Aoki Media Sensing Laboratory, Keio University

Object Manipulation Task Generation by Self-supervised Learning of Stationary Layouts

We propose a method for generating the operations to reconstruct a stationary object’s layout from an input image that has a non-stationary layout. The proposed method is an encoder-decoder–type network with special layers for estimating a list of operations which includes the operation type, object class, and position. The network can trained by a self-supervised manner. From an experiment of the operation generation using real images, it is confirmed that the our method have enabled generating the operations that change the object’s layout in an input scene to a stationary layout in real time.

Task-oriented Function Detection based on an operational task

We propose a novel representation to describe functions of an object, Task-oriented Function, which takes the place of Affordance in the field of Robotics Vision. We also propose a CNN-based network to detect Task-oriented Function. This network takes as input an operational task as well as a RGB image and assign each pixel to an appropriate label to every task. Because the outputs from the network differ depending on tasks, Task-oriented Function makes it possible to describe a variety of ways to use an object. We introduce a new dataset for Task-oriented Function, which contains about 1200 RGB images and 6000 annotations assuming five tasks. Our proposed method reached 0.80 mean IOU in our dataset.
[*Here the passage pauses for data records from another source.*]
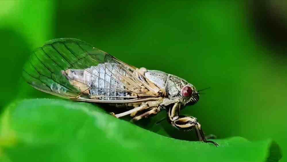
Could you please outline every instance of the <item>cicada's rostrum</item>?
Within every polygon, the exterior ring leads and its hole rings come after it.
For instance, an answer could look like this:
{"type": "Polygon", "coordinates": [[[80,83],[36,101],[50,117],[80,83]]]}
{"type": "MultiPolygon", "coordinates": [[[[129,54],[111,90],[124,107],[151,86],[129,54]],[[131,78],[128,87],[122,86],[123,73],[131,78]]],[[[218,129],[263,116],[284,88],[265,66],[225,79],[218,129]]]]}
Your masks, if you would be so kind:
{"type": "Polygon", "coordinates": [[[196,118],[180,115],[181,108],[196,103],[198,91],[176,76],[138,68],[76,39],[46,42],[36,49],[23,70],[23,77],[40,90],[74,100],[129,108],[117,118],[129,115],[133,121],[166,112],[173,126],[194,128],[199,140],[207,140],[196,118]]]}

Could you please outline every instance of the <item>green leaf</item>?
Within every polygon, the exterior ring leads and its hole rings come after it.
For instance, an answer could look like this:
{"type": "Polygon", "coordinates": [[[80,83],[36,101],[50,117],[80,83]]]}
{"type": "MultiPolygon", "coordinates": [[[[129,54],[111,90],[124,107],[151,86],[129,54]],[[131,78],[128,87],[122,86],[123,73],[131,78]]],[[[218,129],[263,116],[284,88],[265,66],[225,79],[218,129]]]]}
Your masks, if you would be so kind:
{"type": "Polygon", "coordinates": [[[265,161],[269,157],[276,161],[282,156],[270,140],[251,142],[233,137],[215,140],[220,145],[216,147],[175,139],[88,103],[34,99],[5,110],[0,125],[4,161],[265,161]]]}

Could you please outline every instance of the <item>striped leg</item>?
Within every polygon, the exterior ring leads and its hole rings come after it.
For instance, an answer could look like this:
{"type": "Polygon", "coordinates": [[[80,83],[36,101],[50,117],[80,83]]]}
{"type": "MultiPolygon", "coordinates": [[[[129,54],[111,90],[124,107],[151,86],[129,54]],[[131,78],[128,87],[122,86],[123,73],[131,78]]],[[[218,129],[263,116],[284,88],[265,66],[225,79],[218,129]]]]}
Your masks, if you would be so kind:
{"type": "Polygon", "coordinates": [[[174,127],[179,129],[186,130],[192,130],[195,128],[196,132],[199,140],[206,143],[212,143],[216,146],[218,144],[211,141],[206,140],[201,125],[196,118],[191,116],[186,116],[179,115],[181,104],[176,103],[167,111],[167,120],[174,127]]]}
{"type": "Polygon", "coordinates": [[[152,108],[148,111],[136,116],[132,118],[131,121],[134,122],[140,120],[143,118],[147,118],[153,114],[156,114],[160,111],[160,109],[158,107],[152,108]]]}

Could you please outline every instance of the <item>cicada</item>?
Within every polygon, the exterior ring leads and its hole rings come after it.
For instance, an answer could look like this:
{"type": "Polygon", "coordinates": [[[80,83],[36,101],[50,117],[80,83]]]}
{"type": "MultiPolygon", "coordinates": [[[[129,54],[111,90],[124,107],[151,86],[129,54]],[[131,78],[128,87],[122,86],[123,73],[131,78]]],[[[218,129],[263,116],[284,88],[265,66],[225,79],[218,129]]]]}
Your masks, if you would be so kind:
{"type": "Polygon", "coordinates": [[[85,42],[53,39],[32,52],[24,66],[24,78],[36,89],[76,101],[106,103],[127,110],[133,121],[165,110],[175,128],[195,128],[200,141],[207,140],[195,118],[181,115],[181,109],[197,103],[199,92],[176,76],[127,64],[85,42]]]}

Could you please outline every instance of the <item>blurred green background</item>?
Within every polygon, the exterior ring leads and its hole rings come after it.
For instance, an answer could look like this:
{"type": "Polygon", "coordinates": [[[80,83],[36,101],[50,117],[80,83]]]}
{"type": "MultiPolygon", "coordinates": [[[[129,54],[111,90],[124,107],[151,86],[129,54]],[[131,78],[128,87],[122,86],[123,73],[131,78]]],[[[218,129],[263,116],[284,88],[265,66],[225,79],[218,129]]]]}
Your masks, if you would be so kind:
{"type": "MultiPolygon", "coordinates": [[[[271,138],[287,153],[283,1],[4,1],[0,6],[1,111],[15,100],[57,98],[25,83],[22,66],[46,41],[74,38],[197,89],[211,87],[182,113],[197,118],[207,134],[271,138]]],[[[151,129],[186,140],[193,135],[171,127],[164,122],[151,129]]]]}

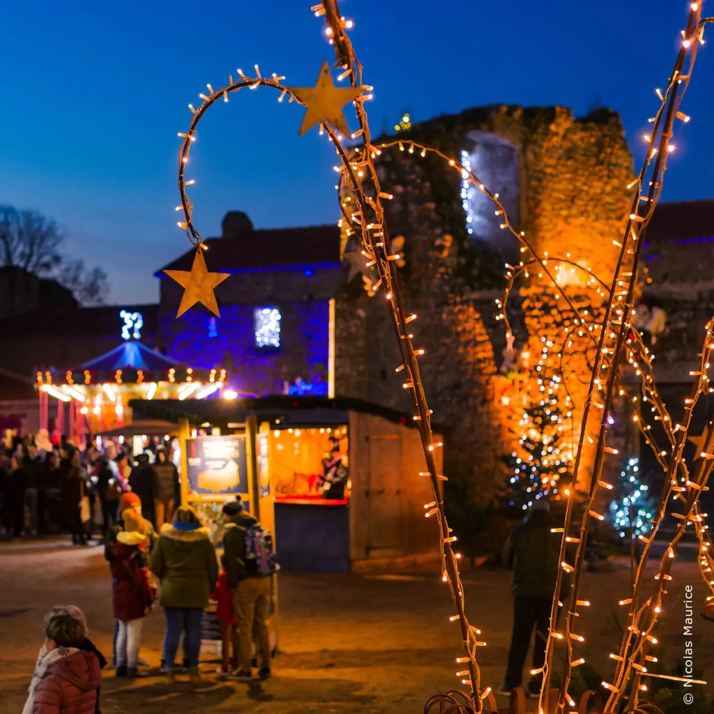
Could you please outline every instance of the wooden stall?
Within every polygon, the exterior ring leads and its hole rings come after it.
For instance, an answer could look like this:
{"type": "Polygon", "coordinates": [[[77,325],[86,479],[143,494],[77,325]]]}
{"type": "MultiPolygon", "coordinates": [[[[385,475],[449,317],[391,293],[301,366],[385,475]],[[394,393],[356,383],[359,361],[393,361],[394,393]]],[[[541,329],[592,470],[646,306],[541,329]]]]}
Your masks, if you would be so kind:
{"type": "Polygon", "coordinates": [[[344,573],[385,558],[438,556],[437,526],[424,517],[433,498],[419,475],[426,468],[419,433],[404,414],[356,399],[282,396],[131,406],[136,418],[183,423],[183,502],[217,518],[226,499],[241,498],[273,532],[283,569],[344,573]],[[206,491],[204,479],[198,493],[186,459],[193,440],[210,443],[214,430],[244,439],[243,454],[235,467],[216,462],[215,483],[206,491]],[[229,478],[227,468],[240,476],[229,478]]]}

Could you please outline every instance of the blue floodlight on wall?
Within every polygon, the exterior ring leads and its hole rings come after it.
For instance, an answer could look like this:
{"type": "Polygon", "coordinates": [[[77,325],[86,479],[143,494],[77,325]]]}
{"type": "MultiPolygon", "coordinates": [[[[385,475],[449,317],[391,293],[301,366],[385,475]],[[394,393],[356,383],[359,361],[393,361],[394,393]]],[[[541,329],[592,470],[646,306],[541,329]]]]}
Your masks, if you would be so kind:
{"type": "Polygon", "coordinates": [[[280,347],[280,311],[277,308],[256,308],[253,315],[256,346],[273,349],[280,347]]]}
{"type": "Polygon", "coordinates": [[[124,321],[124,326],[121,328],[121,336],[125,340],[134,338],[135,340],[141,339],[141,328],[144,327],[144,318],[141,313],[130,313],[126,310],[122,310],[119,313],[119,317],[124,321]]]}

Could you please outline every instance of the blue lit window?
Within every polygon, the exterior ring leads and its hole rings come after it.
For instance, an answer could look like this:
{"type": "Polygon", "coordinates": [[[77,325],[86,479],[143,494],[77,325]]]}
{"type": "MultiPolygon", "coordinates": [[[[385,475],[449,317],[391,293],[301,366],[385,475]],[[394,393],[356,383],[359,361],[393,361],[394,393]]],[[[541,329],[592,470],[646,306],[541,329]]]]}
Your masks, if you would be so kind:
{"type": "Polygon", "coordinates": [[[261,348],[280,347],[280,311],[277,308],[256,308],[253,314],[256,324],[256,346],[261,348]]]}

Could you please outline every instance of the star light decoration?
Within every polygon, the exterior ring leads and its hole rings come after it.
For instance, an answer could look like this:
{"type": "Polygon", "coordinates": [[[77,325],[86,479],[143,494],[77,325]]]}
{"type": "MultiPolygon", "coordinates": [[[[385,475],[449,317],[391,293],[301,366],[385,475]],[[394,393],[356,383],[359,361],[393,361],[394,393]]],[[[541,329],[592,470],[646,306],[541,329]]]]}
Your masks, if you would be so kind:
{"type": "Polygon", "coordinates": [[[209,273],[206,267],[206,259],[200,244],[196,249],[190,271],[165,270],[164,272],[183,288],[183,296],[178,306],[177,318],[181,317],[196,303],[205,305],[214,315],[221,316],[213,291],[230,273],[209,273]]]}
{"type": "Polygon", "coordinates": [[[299,101],[307,104],[305,116],[298,136],[324,121],[349,136],[347,120],[342,108],[349,101],[354,101],[362,94],[361,87],[336,87],[330,74],[330,66],[324,60],[320,68],[317,82],[313,87],[288,87],[299,101]]]}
Tactile Logging: A method of describing the operation history on an object surface based on human motion analysis

We propose a method to analyze a demonstration of a tool operated by a human and shot as an RGB-D movie. The proposed method estimates the interaction that occurs with the object while tracking the human pose and the three-dimensional position and attitude of the object subject to operation. This result is recorded as a time-series usage history (tactile log) onthe surface of the 3D model of the object. The tactile log is a new data expression for manifesting the ideal method of using the object, and it can be used for generating operations of gripping and handling “natural” tools by robot arms.

6-degree-of-freedom attitude estimation of similar-shaped objects focusing on the spatial arrangement of functional attributes

We propose a 6-degree-of-freedom attitude estimation method that can be operated even if the same 3D model as the object does not exist. Even if the design of tools in the same category is different, the arrangement of the roles (function attributes) of each part is considered to be common. In the proposed method, this is used as a means for attitude estimation. We confirmed that the reliability of attitude estimation improves by simultaneously optimizing consistency between arrangements of functional attributes and consistency between shapes. In actual use, this has the advantage that if just one 3D model of an object of a target category is associated with a function attribute or a grasping method, it is possible to handle an actual object just as it is, eliminating the necessity to prepare model data for each object.